Image Credit: Podularity
It's funny how you come across a book that you think means something, but turns out to be entirely different. I wanted the Year of Magical Thinking because I honestly thought it reveals through the heartrending nature of grief, the miraculous power of thought. And despite a fair number of dissatisfied readers on Shelfari, I was surprised to find nary a review that criticized the book.
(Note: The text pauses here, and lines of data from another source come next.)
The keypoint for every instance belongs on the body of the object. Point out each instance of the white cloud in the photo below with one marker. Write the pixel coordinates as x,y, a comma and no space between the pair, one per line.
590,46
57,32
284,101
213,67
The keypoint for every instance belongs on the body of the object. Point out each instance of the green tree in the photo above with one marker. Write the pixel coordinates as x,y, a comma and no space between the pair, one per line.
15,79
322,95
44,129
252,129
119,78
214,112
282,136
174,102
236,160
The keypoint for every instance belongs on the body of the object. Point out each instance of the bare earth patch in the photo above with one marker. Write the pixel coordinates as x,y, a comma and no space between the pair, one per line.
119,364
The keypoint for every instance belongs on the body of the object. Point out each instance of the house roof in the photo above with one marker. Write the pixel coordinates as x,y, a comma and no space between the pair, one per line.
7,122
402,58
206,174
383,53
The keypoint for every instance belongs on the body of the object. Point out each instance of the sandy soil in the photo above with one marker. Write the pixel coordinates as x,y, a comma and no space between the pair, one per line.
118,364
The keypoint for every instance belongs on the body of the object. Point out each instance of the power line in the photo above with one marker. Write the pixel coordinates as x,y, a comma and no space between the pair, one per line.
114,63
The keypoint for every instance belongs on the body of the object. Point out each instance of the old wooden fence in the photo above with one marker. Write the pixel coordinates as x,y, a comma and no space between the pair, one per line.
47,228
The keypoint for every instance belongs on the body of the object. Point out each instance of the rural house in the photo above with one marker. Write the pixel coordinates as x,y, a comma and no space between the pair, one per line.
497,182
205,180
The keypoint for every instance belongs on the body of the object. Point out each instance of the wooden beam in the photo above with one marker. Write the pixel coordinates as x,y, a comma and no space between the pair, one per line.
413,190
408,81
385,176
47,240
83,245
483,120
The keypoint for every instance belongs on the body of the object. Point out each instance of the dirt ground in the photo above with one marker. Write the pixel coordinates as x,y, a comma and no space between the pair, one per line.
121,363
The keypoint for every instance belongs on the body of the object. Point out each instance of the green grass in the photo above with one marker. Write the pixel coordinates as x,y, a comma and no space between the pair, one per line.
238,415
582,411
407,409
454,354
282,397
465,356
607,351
Joan Didion wrote this memoir after the death of her husband, fellow writer, John Dunne. His death at the dinner table marked the beginning of what was to be a stressful year for Joan. At the same time her husband slumped over the dinner table, dying as a result of a massive cardiac arrest, her daughter lay in a hospital bed, in a medically induced coma after suffering a septic shock. Joan chronicles her thoughts as they grapple to cope with the way life can just be turned upside down and inside down in an instant. An instant, an instant is all it takes to change life as we know it, Joan keeps reminding.
Now, death is not a easy subject to write on. And certainly not the death of a loved one. Joan deserves credit for eloquently expressing in candid terms, her despair, shock and helplessness at the death of her husband. But for me, I found the book un-elevating. True, death is not meant to elevate but I found myself struggling with Joan's stream of consciousness technique, and her frequent trips to the past. There were too many dates, and too many characters who were just names, and nothing more. You were dragged back, there, and here all in one sentence, and it left me just disoriented. I was, simply, not interested. The book could have done less with memories about trips to Honolulu and more with the 'magical thinking' that we were promised. But alas! I could not find the magic. If thinking about the past is magical, then we are all leading very magical lives. Of course, I understand that losing a loved one usually throws you into memories you shared with that person - my grouse here has nothing to do with Didion's way of dealing with her grief - my grouse is only to do with the way such grief was expressed in this book. Perhaps it is the written matter but it left me cold.
Ultimately, I believe that because Joan Didion is such an acclaimed writer, and the topic she has chosen is so obviously sensitive, the Year of Magical Thinking escaped with far less criticism than it deserved.
Verdict : Fails to move me despite the heaviness of the topic.